When the five-year-old scheme imploded in July, more than 20 000 consumers could suddenly no longer afford to pay for the cars.

In particular, the collapse embarrassed the big banks — Standard Bank, Absa and Nedbank’s Motor Finance Corporation — which collectively lent R2.8-billion in car loans to people who might not otherwise have qualified for the credit, and exposed poor lending controls at the finance houses.

One bank, however, came out smelling of roses — FNB, which rejected an offer to partner with Satinsky 128 — the company behind the sham — dubbing it a ponzi scheme.

Satinsky sold vehicles at low instalments to customers who received “rebates” if they displayed its advertising on the vehicles. The rebates were paid by Satinsky’s Hong Kong-based business partner, Blue Lakes Trading & Promotions, which suddenly stopped paying in June. If it paid the minimum of R570 monthly to each of the 29 000 customers affected, the company would have needed to fork out R16.5-million.

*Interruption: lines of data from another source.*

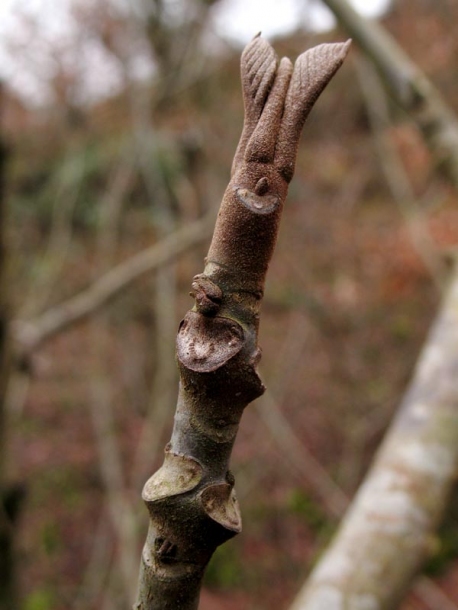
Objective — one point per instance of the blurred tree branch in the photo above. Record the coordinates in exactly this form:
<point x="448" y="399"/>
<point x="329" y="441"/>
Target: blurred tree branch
<point x="407" y="84"/>
<point x="10" y="494"/>
<point x="387" y="532"/>
<point x="191" y="499"/>
<point x="30" y="334"/>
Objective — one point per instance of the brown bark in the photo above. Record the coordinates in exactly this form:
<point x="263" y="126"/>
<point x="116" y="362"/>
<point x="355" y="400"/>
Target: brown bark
<point x="191" y="499"/>
<point x="389" y="529"/>
<point x="407" y="84"/>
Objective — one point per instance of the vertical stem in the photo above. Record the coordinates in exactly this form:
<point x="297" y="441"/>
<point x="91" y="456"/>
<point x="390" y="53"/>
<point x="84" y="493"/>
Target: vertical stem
<point x="191" y="500"/>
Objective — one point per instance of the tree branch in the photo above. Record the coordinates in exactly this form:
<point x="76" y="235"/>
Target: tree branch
<point x="408" y="85"/>
<point x="388" y="530"/>
<point x="29" y="335"/>
<point x="191" y="499"/>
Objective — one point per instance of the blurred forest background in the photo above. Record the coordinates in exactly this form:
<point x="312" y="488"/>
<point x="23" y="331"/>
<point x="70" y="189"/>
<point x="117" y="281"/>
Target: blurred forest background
<point x="366" y="238"/>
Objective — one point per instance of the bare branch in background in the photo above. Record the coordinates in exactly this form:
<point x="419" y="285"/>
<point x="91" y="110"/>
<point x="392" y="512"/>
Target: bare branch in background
<point x="408" y="85"/>
<point x="29" y="335"/>
<point x="385" y="536"/>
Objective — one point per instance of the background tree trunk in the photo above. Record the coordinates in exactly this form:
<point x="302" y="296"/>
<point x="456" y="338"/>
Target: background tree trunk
<point x="191" y="499"/>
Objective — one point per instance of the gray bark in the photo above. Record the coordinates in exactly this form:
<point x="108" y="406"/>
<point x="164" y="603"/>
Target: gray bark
<point x="191" y="500"/>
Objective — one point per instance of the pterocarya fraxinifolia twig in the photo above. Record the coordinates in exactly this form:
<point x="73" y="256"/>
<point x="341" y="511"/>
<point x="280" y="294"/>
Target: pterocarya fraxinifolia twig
<point x="191" y="499"/>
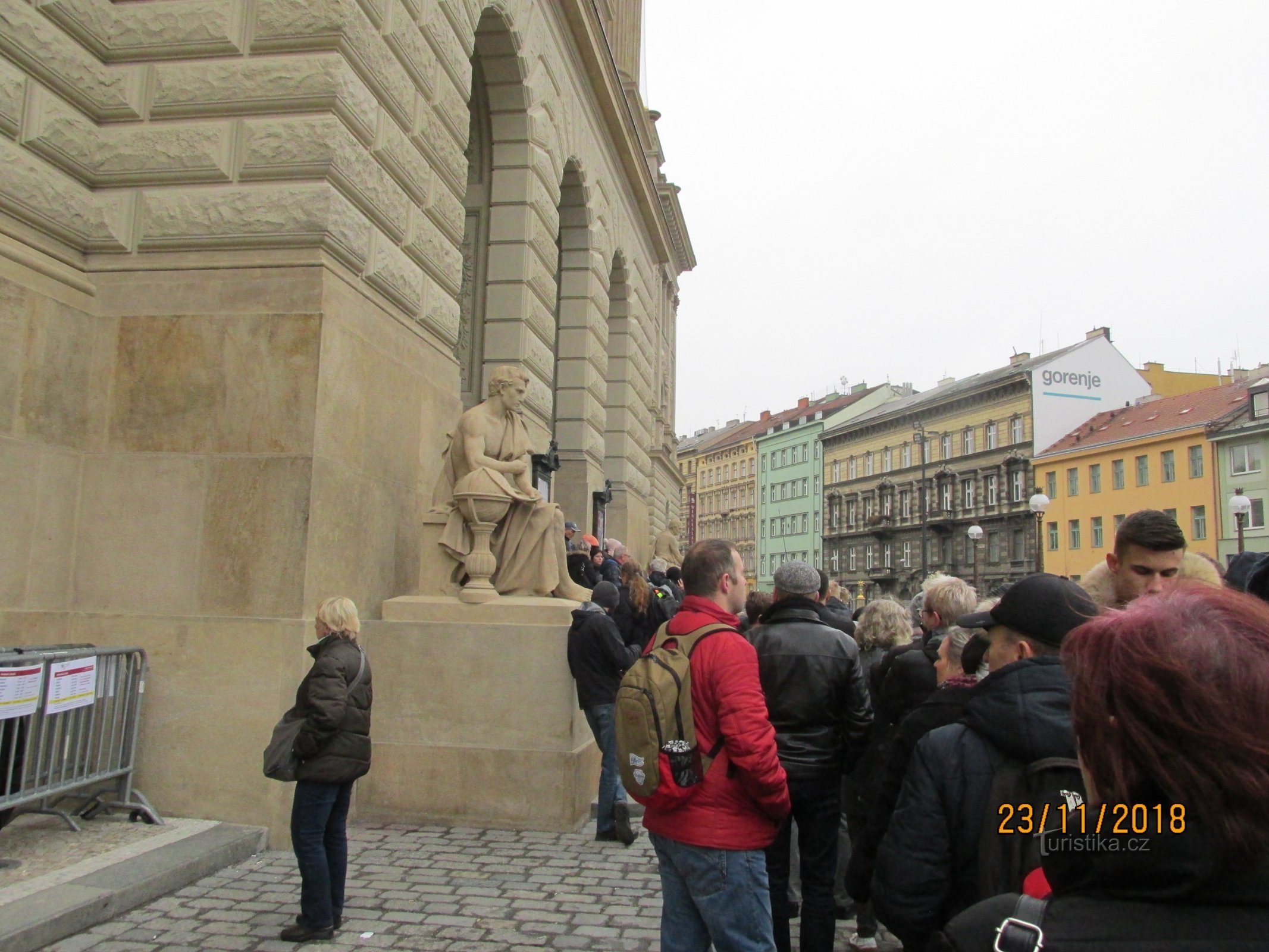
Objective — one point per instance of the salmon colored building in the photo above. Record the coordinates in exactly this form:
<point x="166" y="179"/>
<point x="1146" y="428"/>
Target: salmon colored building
<point x="1151" y="455"/>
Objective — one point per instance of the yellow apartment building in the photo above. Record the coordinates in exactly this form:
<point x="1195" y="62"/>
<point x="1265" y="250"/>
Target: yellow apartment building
<point x="1150" y="455"/>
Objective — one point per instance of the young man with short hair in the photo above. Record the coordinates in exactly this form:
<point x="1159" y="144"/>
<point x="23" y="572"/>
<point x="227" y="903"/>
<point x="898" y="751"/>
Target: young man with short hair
<point x="710" y="848"/>
<point x="1149" y="558"/>
<point x="928" y="861"/>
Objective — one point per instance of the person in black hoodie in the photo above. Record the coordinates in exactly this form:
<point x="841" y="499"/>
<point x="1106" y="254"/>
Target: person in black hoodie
<point x="817" y="702"/>
<point x="333" y="749"/>
<point x="598" y="659"/>
<point x="928" y="861"/>
<point x="1196" y="749"/>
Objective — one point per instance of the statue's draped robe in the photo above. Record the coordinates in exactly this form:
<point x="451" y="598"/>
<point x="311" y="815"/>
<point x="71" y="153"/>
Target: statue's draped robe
<point x="524" y="541"/>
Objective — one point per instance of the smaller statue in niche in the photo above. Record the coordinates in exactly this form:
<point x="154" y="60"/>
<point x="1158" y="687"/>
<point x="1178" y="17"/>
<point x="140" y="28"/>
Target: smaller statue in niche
<point x="666" y="545"/>
<point x="508" y="540"/>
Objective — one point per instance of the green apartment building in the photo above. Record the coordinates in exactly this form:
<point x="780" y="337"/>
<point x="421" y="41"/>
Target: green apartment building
<point x="789" y="472"/>
<point x="1242" y="450"/>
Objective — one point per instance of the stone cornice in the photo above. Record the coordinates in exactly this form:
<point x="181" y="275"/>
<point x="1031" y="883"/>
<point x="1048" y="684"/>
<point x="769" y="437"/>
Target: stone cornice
<point x="588" y="32"/>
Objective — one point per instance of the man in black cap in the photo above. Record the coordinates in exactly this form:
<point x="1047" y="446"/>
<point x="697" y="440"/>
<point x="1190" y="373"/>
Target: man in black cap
<point x="1020" y="714"/>
<point x="598" y="658"/>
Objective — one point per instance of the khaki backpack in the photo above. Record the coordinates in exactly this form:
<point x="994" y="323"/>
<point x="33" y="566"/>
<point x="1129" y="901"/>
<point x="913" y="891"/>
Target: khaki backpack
<point x="656" y="738"/>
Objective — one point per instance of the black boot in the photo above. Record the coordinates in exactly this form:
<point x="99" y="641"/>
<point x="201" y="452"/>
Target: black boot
<point x="305" y="934"/>
<point x="622" y="824"/>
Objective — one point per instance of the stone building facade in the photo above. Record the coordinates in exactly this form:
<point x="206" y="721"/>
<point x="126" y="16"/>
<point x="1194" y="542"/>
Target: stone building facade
<point x="255" y="258"/>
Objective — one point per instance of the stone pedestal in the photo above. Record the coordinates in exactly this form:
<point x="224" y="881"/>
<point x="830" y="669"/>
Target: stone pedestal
<point x="476" y="718"/>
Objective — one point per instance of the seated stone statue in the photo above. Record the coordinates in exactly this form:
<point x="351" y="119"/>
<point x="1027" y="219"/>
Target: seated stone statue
<point x="489" y="458"/>
<point x="666" y="545"/>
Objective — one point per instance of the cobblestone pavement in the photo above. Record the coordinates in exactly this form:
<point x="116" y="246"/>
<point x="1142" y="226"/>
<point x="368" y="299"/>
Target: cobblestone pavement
<point x="421" y="888"/>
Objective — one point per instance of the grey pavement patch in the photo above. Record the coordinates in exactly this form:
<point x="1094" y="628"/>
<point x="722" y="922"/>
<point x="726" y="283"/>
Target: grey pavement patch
<point x="421" y="889"/>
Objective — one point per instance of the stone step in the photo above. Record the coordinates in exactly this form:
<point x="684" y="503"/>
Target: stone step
<point x="47" y="909"/>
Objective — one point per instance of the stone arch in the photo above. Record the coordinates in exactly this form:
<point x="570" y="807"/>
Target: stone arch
<point x="626" y="427"/>
<point x="514" y="261"/>
<point x="581" y="305"/>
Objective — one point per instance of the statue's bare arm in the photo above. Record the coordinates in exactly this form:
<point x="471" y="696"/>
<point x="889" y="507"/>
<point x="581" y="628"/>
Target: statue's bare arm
<point x="474" y="432"/>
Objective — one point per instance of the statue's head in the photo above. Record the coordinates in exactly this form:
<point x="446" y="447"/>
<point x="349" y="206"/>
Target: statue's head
<point x="509" y="384"/>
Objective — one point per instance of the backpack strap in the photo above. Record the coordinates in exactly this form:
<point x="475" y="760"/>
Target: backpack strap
<point x="1020" y="932"/>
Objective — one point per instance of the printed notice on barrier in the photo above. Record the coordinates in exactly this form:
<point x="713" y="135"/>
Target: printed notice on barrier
<point x="71" y="684"/>
<point x="20" y="691"/>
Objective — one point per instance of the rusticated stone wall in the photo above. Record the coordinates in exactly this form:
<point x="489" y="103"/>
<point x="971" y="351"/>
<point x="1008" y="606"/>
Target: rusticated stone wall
<point x="231" y="268"/>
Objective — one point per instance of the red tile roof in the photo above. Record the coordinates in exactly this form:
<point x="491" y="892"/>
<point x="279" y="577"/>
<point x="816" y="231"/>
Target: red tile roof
<point x="1154" y="416"/>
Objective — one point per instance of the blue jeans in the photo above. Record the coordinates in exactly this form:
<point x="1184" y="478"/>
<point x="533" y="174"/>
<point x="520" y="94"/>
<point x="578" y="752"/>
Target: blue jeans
<point x="713" y="895"/>
<point x="319" y="834"/>
<point x="603" y="724"/>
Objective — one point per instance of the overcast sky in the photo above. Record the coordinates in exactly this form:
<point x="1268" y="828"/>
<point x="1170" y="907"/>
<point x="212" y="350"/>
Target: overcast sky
<point x="913" y="189"/>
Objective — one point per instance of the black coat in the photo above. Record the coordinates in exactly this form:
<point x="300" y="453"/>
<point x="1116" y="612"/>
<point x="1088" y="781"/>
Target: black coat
<point x="334" y="746"/>
<point x="905" y="677"/>
<point x="597" y="657"/>
<point x="928" y="861"/>
<point x="816" y="697"/>
<point x="880" y="791"/>
<point x="1180" y="897"/>
<point x="838" y="617"/>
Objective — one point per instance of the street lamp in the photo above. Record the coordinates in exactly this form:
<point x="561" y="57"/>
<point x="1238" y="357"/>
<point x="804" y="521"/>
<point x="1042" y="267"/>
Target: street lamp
<point x="975" y="534"/>
<point x="1240" y="506"/>
<point x="920" y="436"/>
<point x="1038" y="505"/>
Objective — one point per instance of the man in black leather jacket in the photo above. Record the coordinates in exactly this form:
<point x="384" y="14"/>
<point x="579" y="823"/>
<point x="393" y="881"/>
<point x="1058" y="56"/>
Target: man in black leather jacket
<point x="817" y="702"/>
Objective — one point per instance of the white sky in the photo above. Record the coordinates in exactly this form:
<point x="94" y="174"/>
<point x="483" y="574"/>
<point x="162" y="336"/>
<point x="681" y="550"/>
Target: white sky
<point x="901" y="191"/>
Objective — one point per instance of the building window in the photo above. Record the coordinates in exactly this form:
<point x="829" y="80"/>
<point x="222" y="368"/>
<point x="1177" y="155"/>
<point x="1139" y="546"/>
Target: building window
<point x="1257" y="517"/>
<point x="1245" y="459"/>
<point x="1198" y="522"/>
<point x="1196" y="456"/>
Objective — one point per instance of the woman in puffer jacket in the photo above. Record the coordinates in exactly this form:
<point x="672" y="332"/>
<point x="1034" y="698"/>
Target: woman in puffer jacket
<point x="334" y="749"/>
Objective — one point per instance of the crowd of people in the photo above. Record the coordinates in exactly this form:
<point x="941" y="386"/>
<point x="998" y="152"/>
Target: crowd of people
<point x="951" y="767"/>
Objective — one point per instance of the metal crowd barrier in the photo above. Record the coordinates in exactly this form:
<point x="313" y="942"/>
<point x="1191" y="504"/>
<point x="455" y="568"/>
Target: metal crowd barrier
<point x="69" y="722"/>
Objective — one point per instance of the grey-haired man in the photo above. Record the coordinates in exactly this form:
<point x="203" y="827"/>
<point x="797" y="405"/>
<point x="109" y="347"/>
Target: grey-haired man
<point x="817" y="702"/>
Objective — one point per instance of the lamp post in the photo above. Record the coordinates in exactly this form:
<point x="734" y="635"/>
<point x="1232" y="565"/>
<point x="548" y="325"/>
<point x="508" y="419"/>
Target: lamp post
<point x="920" y="434"/>
<point x="1038" y="505"/>
<point x="975" y="534"/>
<point x="1240" y="506"/>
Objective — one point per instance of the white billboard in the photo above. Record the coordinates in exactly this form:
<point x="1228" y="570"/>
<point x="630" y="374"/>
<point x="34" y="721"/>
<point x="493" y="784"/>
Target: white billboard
<point x="1079" y="384"/>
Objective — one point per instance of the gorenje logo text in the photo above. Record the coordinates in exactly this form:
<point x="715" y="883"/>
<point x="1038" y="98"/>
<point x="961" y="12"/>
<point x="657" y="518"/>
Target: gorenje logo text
<point x="1089" y="381"/>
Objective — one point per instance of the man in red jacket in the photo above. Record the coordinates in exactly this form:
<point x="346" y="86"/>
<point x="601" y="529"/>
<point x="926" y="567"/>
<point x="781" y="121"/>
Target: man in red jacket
<point x="710" y="848"/>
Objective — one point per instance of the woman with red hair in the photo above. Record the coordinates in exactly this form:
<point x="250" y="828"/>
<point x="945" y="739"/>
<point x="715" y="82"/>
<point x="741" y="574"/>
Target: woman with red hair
<point x="1170" y="706"/>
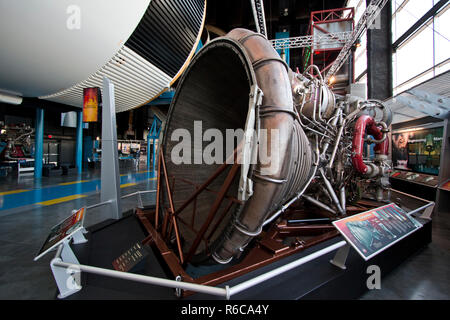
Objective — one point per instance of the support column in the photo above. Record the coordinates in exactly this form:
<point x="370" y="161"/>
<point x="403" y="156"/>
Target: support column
<point x="379" y="55"/>
<point x="148" y="151"/>
<point x="110" y="178"/>
<point x="79" y="151"/>
<point x="39" y="142"/>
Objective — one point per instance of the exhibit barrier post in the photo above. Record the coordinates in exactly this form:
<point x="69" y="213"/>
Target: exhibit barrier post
<point x="67" y="279"/>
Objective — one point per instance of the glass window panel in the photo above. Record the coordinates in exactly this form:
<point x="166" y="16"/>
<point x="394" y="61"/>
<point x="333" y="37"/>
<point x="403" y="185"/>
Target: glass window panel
<point x="406" y="86"/>
<point x="405" y="17"/>
<point x="414" y="56"/>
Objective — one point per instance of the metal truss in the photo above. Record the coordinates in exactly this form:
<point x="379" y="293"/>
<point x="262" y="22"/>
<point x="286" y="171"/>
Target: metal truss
<point x="338" y="39"/>
<point x="367" y="19"/>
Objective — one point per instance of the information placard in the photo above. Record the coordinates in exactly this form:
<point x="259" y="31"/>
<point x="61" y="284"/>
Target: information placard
<point x="131" y="258"/>
<point x="373" y="231"/>
<point x="62" y="231"/>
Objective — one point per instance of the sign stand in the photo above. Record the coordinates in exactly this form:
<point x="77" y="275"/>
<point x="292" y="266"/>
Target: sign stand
<point x="341" y="257"/>
<point x="68" y="279"/>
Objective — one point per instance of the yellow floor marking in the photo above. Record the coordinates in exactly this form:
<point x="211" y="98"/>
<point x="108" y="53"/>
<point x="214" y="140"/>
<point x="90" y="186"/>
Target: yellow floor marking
<point x="73" y="182"/>
<point x="14" y="191"/>
<point x="127" y="185"/>
<point x="63" y="199"/>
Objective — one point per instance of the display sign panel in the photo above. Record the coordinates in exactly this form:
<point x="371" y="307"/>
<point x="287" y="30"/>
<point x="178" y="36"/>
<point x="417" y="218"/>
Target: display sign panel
<point x="373" y="231"/>
<point x="62" y="231"/>
<point x="129" y="259"/>
<point x="417" y="150"/>
<point x="90" y="104"/>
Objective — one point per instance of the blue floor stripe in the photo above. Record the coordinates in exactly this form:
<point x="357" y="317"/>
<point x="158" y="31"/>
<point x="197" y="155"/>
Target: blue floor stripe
<point x="53" y="192"/>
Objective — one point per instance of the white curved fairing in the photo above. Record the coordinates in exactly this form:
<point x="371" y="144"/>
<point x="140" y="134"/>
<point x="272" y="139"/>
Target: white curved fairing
<point x="47" y="46"/>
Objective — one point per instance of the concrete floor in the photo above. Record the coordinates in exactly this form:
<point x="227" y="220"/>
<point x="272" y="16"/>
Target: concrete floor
<point x="24" y="229"/>
<point x="426" y="275"/>
<point x="423" y="276"/>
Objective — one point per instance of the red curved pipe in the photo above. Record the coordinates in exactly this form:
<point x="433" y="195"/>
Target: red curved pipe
<point x="364" y="123"/>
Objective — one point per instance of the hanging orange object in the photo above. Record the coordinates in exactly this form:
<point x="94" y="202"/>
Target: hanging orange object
<point x="90" y="104"/>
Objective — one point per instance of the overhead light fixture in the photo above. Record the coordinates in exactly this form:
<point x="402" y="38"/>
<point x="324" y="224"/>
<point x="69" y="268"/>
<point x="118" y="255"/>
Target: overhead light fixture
<point x="332" y="80"/>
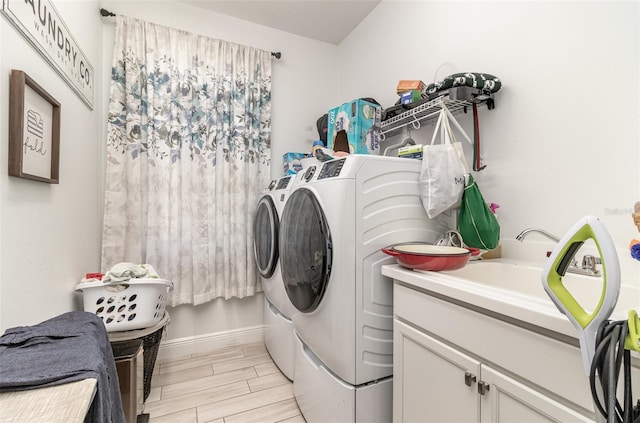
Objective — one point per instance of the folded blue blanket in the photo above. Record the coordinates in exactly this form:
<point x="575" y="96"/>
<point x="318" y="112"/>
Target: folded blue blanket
<point x="66" y="348"/>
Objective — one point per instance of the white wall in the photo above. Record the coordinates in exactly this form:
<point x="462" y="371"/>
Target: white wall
<point x="50" y="234"/>
<point x="563" y="140"/>
<point x="302" y="90"/>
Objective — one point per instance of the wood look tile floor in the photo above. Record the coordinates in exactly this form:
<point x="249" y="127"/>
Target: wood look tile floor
<point x="239" y="384"/>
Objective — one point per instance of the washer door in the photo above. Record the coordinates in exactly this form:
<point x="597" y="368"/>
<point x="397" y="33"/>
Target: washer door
<point x="265" y="239"/>
<point x="306" y="251"/>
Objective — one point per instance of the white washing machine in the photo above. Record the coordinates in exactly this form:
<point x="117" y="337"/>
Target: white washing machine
<point x="336" y="220"/>
<point x="278" y="309"/>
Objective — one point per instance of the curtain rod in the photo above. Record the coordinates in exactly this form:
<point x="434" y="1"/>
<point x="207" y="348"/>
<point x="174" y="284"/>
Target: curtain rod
<point x="106" y="13"/>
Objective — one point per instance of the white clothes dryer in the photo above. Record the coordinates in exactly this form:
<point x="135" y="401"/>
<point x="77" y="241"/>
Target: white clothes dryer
<point x="278" y="309"/>
<point x="336" y="220"/>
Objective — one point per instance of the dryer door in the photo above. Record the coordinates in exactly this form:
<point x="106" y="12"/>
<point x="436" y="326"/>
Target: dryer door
<point x="265" y="236"/>
<point x="306" y="252"/>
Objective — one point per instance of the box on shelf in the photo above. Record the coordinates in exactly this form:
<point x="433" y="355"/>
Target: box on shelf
<point x="405" y="85"/>
<point x="360" y="120"/>
<point x="292" y="162"/>
<point x="410" y="96"/>
<point x="411" y="151"/>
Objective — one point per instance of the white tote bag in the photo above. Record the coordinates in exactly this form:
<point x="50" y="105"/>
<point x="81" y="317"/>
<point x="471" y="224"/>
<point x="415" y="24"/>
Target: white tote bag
<point x="444" y="169"/>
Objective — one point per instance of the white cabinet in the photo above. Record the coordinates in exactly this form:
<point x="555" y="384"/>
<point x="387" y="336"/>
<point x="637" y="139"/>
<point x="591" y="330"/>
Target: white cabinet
<point x="432" y="382"/>
<point x="507" y="400"/>
<point x="441" y="379"/>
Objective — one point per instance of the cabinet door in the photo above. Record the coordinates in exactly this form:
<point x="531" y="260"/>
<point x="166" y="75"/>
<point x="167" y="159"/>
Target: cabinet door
<point x="508" y="401"/>
<point x="432" y="382"/>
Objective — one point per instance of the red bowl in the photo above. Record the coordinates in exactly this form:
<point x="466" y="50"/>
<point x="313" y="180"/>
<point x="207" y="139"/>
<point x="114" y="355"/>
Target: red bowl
<point x="430" y="257"/>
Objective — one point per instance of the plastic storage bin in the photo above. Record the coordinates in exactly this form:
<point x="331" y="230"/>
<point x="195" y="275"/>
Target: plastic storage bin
<point x="133" y="304"/>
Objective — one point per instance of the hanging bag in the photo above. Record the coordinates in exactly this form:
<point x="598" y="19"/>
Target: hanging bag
<point x="442" y="178"/>
<point x="477" y="224"/>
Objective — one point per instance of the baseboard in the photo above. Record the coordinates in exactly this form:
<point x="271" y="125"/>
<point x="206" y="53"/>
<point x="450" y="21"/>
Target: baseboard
<point x="211" y="341"/>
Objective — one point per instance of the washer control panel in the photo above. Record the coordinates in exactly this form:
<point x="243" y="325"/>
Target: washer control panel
<point x="308" y="174"/>
<point x="283" y="182"/>
<point x="331" y="168"/>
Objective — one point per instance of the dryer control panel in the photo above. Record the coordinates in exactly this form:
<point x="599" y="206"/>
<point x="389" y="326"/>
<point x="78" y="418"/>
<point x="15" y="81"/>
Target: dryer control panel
<point x="283" y="183"/>
<point x="331" y="169"/>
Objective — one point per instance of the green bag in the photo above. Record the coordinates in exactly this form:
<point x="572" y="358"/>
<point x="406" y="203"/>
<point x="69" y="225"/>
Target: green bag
<point x="477" y="224"/>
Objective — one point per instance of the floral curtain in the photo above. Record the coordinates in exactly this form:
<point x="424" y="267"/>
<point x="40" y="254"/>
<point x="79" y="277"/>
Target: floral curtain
<point x="188" y="153"/>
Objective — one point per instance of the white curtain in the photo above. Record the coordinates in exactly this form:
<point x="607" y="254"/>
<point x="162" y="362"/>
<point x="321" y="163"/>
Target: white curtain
<point x="188" y="153"/>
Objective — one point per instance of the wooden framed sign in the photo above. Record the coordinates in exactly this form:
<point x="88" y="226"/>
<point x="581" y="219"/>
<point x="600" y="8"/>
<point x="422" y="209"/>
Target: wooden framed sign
<point x="44" y="28"/>
<point x="34" y="130"/>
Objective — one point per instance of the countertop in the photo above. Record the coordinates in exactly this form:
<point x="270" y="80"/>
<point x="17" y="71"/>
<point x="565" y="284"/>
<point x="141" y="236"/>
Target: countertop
<point x="67" y="403"/>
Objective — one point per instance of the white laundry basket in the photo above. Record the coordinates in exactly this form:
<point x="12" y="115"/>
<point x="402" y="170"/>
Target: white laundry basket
<point x="133" y="304"/>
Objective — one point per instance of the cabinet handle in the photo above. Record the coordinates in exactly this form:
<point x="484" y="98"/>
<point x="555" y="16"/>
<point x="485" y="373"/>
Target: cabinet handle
<point x="483" y="387"/>
<point x="469" y="378"/>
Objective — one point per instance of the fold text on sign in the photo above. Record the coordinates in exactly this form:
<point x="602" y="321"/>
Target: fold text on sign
<point x="43" y="26"/>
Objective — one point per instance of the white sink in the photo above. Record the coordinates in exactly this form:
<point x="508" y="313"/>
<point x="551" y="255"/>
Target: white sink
<point x="527" y="280"/>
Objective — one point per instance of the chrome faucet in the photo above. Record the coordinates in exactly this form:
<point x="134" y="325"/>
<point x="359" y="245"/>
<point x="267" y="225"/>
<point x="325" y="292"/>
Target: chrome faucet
<point x="589" y="262"/>
<point x="527" y="231"/>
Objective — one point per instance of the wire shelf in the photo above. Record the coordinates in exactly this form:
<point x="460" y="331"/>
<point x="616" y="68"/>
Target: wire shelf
<point x="422" y="113"/>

It gets murkier too — the banks allegedly gained commission for their part in accepting customers through Satinsky.

The scheme was weakened, apparently terminally, when Absa terminated its relationship with Satinsky in 2013, exposing founder Albert Venter to a litany of complaints from furious customers.

 

10) Pinnacle Technologies

The bizarre arrest and release of Takalani Tshivhase, a director of computer hardware firm Pinnacle, nearly halved the company’s share price from R20 to R11.45 in March.

Tshivhase was accused of attempting to bribe a senior police R5-million to secure a R1.6 billion for Pinnacle. Charges were later dropped but the allegations have left an indelible mark on the share price.

The stock closed 2014 about 50% lower than at the starts of the year, trading around R12.

In a bittersweet end, the company was not ultimately awarded the deal, which involved the supply of 3000 MaxID devices — which read smartcards, passports and drivers' licences - to the SAPS.

The allegations were made 14 months after the bribery allegedly took place in January 2013. In August, the National Prosecuting dropped the charges due to insufficient evidence and Pinnacle's share price recovered to R14.15.

The company dodged another bullet when the Financial Services cancelled its investigation in September into potential insider trading, without taking action against the company, Tshivhase, CEO Arnold Fourie or director George Wiehahn. The trio traded stock to the value of R29-million shortly before Tshivhase's arrest was announced.